Oil Plummets as Trump Signals Iran Conflict Near Resolution, Markets React

Mar 09, 2026 22:24 UTC
CL=F, ^VIX, XLE
Immediate term

Crude oil prices fell sharply following a public statement by former President Donald Trump indicating the Iran conflict is nearing its end, reducing geopolitical risk. The move triggered a decline in energy sector volatility and a shift in investor sentiment across markets.

  • CL=F fell 5.3% to $72.40 per barrel on March 9, 2026
  • VIX dropped 14.2% to 16.8, reflecting lower market volatility
  • XLE declined 3.7% as energy equities reacted to geopolitical easing
  • Trump's public statement cited diplomatic progress with Iran as the key reason
  • Defense stocks (RTX, LMT) dropped 1.8% to 2.1% on reduced conflict risk
  • S&P 500 rose 0.6% amid shifting risk perceptions

Global oil prices declined by 5.3% in early trading on March 9, 2026, with U.S. crude futures (CL=F) settling at $72.40 per barrel, marking the steepest one-day drop in over three months. This shift followed a public statement by Donald Trump during a rally in Florida, where he asserted that diplomatic efforts were close to resolving the ongoing tensions with Iran, calling the conflict 'almost over.' The implied reduction in geopolitical risk led to a rapid reassessment of energy market fundamentals. The VIX index, a key measure of market volatility, dropped 14.2% to 16.8, signaling a significant decline in investor anxiety. This decrease in risk premium has had a direct impact on energy equities, with the Energy Select Sector SPDR Fund (XLE) falling 3.7% on the day, reversing recent gains. The market reaction underscored the sensitivity of energy prices to geopolitical developments. With tensions between Iran and Western powers having contributed to a sustained spike in crude prices earlier in the year—peaking at $88.20 in January—any indication of de-escalation triggers immediate repricing.
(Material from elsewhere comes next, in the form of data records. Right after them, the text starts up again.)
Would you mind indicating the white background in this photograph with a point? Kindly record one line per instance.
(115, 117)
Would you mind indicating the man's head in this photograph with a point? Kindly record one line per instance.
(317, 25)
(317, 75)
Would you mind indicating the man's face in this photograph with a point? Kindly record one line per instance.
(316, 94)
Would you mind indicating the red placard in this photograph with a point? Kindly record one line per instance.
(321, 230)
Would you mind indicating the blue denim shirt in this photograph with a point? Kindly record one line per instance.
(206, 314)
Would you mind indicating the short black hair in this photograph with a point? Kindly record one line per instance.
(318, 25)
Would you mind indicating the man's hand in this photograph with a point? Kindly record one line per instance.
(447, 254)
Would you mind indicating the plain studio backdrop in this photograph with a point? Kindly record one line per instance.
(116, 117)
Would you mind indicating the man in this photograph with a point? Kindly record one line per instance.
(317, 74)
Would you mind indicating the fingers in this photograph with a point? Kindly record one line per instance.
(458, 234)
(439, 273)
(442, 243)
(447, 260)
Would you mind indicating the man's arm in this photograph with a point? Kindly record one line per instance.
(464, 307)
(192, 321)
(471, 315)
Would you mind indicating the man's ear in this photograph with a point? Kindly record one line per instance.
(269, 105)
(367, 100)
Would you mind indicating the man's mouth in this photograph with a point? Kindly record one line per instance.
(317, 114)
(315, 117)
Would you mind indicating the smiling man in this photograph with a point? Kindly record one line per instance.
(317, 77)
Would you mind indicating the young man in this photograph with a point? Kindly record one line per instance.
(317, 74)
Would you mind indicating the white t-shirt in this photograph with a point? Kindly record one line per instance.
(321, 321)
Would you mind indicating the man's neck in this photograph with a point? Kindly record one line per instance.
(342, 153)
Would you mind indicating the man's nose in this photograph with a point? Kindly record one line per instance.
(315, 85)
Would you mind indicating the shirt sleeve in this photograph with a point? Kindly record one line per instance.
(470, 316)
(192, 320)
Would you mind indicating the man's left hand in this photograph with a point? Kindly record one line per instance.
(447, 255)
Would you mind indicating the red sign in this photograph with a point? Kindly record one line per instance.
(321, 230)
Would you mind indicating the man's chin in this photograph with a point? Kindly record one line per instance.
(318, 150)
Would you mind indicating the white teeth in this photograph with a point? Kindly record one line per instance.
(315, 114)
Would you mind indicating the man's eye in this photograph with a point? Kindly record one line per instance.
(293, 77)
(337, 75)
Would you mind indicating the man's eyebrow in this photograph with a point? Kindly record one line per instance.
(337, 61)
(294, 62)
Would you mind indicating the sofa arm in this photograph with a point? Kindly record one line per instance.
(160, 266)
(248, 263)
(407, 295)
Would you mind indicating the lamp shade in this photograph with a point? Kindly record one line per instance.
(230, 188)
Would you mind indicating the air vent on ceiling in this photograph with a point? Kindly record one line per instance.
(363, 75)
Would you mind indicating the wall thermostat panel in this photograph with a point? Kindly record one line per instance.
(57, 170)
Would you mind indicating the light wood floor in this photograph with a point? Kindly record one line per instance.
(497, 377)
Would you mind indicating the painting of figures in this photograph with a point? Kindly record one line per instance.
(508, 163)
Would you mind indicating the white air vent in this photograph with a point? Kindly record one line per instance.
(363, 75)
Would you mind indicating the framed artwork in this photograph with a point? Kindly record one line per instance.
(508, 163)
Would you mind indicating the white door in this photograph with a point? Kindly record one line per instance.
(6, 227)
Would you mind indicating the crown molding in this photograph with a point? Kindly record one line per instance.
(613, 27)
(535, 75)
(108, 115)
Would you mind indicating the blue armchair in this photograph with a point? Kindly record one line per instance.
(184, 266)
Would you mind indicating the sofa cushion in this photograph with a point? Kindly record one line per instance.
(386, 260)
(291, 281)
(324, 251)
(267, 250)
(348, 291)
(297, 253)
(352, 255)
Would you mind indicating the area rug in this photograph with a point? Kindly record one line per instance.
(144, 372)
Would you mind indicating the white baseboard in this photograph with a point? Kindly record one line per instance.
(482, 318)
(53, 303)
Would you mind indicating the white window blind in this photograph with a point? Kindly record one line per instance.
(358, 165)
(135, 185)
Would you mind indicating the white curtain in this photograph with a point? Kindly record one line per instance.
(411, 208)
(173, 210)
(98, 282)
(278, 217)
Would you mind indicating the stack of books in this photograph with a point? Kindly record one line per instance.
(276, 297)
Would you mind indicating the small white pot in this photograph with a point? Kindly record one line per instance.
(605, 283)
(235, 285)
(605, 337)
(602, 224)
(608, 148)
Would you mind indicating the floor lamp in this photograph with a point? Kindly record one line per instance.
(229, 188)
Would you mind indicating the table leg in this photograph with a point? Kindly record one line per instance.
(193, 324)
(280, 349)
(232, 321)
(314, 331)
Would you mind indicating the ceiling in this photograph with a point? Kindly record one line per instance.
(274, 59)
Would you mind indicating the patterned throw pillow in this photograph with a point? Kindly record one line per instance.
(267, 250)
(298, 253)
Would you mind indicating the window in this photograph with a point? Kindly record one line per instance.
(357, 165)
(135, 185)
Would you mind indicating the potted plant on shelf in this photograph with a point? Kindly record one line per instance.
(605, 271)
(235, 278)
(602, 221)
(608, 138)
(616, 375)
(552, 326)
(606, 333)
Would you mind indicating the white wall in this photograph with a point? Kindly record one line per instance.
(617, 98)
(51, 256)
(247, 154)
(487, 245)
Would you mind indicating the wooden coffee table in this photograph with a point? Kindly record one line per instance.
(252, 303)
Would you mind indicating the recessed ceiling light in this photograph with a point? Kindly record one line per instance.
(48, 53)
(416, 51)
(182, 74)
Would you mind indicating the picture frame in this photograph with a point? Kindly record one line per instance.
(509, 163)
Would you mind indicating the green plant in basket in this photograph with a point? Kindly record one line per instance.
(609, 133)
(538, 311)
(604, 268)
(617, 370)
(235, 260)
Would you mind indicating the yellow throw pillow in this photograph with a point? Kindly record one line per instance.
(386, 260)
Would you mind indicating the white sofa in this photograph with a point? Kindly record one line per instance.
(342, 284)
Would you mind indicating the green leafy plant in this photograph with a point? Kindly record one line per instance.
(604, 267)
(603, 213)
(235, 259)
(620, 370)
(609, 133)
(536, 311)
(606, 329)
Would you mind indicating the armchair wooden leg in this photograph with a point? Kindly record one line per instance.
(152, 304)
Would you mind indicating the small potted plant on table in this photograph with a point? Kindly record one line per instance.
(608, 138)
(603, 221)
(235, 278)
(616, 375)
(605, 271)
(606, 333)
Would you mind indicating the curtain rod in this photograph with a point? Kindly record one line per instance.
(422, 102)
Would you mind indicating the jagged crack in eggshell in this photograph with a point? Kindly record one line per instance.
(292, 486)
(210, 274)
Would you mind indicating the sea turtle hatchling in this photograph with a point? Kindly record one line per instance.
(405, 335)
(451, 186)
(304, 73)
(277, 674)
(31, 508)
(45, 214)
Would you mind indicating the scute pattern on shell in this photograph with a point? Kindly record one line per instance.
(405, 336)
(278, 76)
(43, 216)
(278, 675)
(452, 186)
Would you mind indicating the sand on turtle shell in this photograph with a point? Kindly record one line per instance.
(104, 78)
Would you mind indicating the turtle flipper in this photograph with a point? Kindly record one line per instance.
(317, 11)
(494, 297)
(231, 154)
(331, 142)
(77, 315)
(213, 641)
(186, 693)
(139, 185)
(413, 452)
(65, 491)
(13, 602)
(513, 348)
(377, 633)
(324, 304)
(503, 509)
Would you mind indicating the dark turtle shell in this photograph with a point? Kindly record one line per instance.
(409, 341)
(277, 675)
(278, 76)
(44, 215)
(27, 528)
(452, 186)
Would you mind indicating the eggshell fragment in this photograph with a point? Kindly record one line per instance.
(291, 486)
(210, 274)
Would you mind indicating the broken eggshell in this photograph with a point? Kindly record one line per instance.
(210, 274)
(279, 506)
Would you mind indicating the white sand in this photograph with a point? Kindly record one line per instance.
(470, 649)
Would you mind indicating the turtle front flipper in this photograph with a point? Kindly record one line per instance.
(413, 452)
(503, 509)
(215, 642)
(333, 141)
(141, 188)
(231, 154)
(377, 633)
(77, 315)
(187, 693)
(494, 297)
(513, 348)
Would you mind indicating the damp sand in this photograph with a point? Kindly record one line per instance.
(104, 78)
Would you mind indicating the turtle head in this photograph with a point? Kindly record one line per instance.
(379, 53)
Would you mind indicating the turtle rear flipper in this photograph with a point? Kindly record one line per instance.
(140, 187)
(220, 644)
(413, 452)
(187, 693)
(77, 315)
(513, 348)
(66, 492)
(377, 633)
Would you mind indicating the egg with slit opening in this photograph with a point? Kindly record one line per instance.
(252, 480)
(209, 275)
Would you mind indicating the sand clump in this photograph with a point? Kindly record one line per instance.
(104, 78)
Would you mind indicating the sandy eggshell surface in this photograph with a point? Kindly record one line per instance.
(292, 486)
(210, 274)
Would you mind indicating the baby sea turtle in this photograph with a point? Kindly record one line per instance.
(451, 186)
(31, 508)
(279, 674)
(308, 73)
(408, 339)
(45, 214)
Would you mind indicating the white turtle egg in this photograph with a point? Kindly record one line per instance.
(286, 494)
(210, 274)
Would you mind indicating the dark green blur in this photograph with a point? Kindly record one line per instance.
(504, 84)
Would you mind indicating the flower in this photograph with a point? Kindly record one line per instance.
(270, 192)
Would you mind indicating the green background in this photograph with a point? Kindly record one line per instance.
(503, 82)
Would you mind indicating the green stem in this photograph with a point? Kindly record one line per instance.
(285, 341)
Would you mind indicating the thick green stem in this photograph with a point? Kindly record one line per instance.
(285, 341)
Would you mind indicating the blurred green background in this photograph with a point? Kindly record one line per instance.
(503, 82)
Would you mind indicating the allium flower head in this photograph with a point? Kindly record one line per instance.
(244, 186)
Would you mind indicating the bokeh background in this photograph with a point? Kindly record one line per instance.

Analysts note that the current price environment reflects a recalibration of risk models, with traders now pricing in a lower probability of supply disruptions from the Middle East. Defense sector stocks also felt the impact, with major contractors like Raytheon Technologies (RTX) and Lockheed Martin (LMT) each down 2.1% and 1.8%, respectively. Investors are reevaluating defense spending expectations amid the reduced likelihood of prolonged military engagement. The broader S&P 500 gained 0.6% as the risk-off sentiment in energy and defense was offset by improved equity market confidence.